Posted by David Dahill on May 14, 2021


Form 8824 is the part of an investor’s tax return that contains 1031 exchange transaction information. Section III of the form determines the net results of the transaction (gain or loss). This section is the 1031 exchange transaction and how the IRS receives information about the transaction’s gain or loss for tax reasons. 

Section III tends to trip people up because of its fair market value (FMV) and adjusted cost basis calculations. While Section III may be intimidating, over half of the lines are just simple adding and subtracting. For the rest, that’s where we need to get the FMV, cost basis, cash received, and net liabilities received by the other party. In this article, we’ll focus on two lines in particular — 15 and 16. By the end, you should hopefully have a much better grasp of Section III.

Lines 15 and 16

Lines 15 and 16 states the following:

15 Cash received, FMV of other property received, plus net liabilities assumed by other party, reduced (but not below zero) by any exchange expenses you incurred. See instructions . . .

16 FMV of like-kind property you received

The see instructions refer to Form 8824 instructions. Line 15 is a matter of adding and subtracting the above components. Let’s look at an example:

Relinquished Property

$400,000 – Relinquished property

$200,000 – Tax Basis

$20,000 – Closing Costs

$30,000 – Cash Received at Closing

Replacement Property

$455,000 – Replacement property

$30,000 – Closing Costs

Total gain: = $190,000 = 400,0000 - 200,000 - 10,000

Because $15,000 was taken out of the 1031 transaction (cash back to investor), only $175,000 of gains can be deferred.
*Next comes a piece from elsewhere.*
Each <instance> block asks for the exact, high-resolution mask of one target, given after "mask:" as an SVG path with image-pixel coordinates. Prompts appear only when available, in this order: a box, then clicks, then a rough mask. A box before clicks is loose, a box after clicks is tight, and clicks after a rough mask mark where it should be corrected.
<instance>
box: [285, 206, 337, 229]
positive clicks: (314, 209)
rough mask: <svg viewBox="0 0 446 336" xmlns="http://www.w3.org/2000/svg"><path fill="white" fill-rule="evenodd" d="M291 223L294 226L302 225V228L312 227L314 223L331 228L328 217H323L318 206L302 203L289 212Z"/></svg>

The $15,000 is considered boot and goes on line 15. Line 15 is really the value of boot, which includes the components mentioned earlier. 
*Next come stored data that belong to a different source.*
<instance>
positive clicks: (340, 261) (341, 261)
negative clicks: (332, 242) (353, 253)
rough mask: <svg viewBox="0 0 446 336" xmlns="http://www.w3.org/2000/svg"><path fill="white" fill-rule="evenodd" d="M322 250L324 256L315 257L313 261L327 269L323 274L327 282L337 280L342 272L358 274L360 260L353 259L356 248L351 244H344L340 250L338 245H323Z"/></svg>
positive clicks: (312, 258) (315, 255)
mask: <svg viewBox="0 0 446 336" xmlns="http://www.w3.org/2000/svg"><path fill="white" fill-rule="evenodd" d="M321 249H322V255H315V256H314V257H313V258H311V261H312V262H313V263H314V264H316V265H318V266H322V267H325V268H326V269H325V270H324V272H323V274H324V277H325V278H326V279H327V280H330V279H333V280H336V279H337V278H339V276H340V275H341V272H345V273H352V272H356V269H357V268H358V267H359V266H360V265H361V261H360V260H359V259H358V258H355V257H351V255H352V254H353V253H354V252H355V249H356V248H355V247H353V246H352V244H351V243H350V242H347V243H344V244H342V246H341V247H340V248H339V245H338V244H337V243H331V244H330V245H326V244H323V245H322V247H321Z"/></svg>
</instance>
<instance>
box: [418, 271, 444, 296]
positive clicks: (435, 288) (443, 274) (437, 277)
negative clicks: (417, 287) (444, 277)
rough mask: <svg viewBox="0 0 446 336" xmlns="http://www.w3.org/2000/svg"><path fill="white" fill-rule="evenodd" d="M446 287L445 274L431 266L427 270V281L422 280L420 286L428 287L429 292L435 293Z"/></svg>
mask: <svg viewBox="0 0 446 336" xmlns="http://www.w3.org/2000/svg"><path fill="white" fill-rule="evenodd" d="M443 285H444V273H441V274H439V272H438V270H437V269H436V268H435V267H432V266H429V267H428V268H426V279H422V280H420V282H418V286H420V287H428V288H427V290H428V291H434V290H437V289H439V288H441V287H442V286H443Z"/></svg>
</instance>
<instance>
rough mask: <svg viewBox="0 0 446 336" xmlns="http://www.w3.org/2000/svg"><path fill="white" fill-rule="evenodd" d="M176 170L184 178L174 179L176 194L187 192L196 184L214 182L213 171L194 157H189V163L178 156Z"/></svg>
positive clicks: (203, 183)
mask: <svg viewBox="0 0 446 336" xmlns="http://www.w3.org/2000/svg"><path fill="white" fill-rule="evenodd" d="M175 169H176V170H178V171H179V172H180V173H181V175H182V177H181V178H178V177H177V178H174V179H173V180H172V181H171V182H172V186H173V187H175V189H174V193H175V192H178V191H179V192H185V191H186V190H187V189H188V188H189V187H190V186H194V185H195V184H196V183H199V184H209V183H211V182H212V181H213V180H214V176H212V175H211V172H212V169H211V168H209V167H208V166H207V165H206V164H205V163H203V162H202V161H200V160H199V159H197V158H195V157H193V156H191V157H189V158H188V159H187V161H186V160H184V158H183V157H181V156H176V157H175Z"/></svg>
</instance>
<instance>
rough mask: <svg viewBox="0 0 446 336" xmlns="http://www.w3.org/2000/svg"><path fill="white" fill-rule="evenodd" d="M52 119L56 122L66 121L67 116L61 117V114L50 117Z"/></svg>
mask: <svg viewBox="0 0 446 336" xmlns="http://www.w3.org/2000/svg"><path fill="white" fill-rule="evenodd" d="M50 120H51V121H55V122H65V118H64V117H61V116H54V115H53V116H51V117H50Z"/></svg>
Boot is taxable, which is why it is removed from the exchange transaction. Debt reduction can also create boot. This can happen when a property owner trades down in a 1031 exchange (i.e., trading to a lesser value property). Rent prorations can also generate boot if not handled carefully. 

As another example:

$350 — Personal property
- $200 — prorated property taxes

= $150 — exchange expense total

The $150 goes on line 15.

Line 16

Line 16 will contain the FMV of the like-kind property that the investor is acquiring. Generally, the FMV is the “purchase price” of this real estate.
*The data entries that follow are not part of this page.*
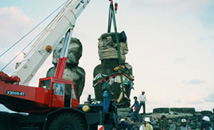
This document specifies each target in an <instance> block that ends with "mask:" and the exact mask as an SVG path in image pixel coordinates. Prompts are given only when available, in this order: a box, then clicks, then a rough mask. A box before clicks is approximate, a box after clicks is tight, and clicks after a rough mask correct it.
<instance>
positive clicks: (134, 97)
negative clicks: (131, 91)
mask: <svg viewBox="0 0 214 130" xmlns="http://www.w3.org/2000/svg"><path fill="white" fill-rule="evenodd" d="M134 100H135V102H134V104H133V105H132V106H131V108H133V107H134V111H133V112H132V114H131V121H133V118H134V116H135V115H136V116H137V120H138V122H140V121H141V119H140V114H139V111H140V104H139V102H138V101H137V97H136V96H134Z"/></svg>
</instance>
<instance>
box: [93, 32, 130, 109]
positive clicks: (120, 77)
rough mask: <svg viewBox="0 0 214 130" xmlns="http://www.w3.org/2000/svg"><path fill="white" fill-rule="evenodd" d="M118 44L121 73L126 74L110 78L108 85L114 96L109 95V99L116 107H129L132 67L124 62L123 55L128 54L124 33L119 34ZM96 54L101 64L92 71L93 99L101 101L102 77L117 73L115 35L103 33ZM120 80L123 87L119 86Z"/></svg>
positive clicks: (117, 54) (99, 41) (118, 61)
mask: <svg viewBox="0 0 214 130" xmlns="http://www.w3.org/2000/svg"><path fill="white" fill-rule="evenodd" d="M118 35H119V42H120V53H121V55H120V57H121V64H122V65H123V71H124V72H125V73H126V74H127V77H126V76H124V75H123V76H122V77H121V76H120V75H115V76H110V77H109V83H110V85H111V89H112V91H113V93H114V95H111V99H112V100H115V101H116V102H117V106H118V107H129V106H130V99H129V97H130V93H131V89H132V88H133V82H132V81H133V75H132V66H131V65H129V64H128V63H126V62H125V59H126V57H125V55H126V54H127V53H128V47H127V41H126V36H125V33H124V32H122V33H119V34H118ZM98 40H99V42H98V53H99V58H100V60H101V64H99V65H97V66H96V67H95V69H94V73H93V76H94V82H93V83H94V84H93V86H94V91H95V98H96V100H98V101H102V99H103V98H102V90H101V88H102V84H103V82H102V80H101V79H102V77H106V76H109V75H112V74H114V73H117V71H115V69H116V68H117V67H118V66H119V61H118V52H117V43H116V40H115V33H105V34H103V35H101V36H100V38H99V39H98ZM128 77H131V79H132V80H130V78H128ZM121 78H122V81H123V84H124V86H122V84H121Z"/></svg>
Using earlier numbers, the purchase price of the replacement property is $455,000. That is the amount that goes on line 16.

Fair Market Value

Where do you find FMV? It can be found on the sales contract. Keep in mind that the sales contract doesn't factor in debt and other like-kind components.

Finding the FMV for direct property can be more difficult. The QI (qualified intermediary) should have the closing statement, but investors can’t always depend on the QI to extract the right FMV. For those reasons, investors should work with their real estate attorney and tax accountant.

Investors generally don’t have to worry about filling out tax forms. But understanding them provides insight into exactly how taxes impact gains. It’s the accountant’s job to ensure Form 8824 is filled in correctly, which is why it is worth working with a knowledgeable real estate accountant.

This material is for general information and educational purposes only. Information is based on data gathered from what we believe are reliable sources. It is not guaranteed as to accuracy, does not purport to be complete and is not intended to be used as a primary basis for investment decisions.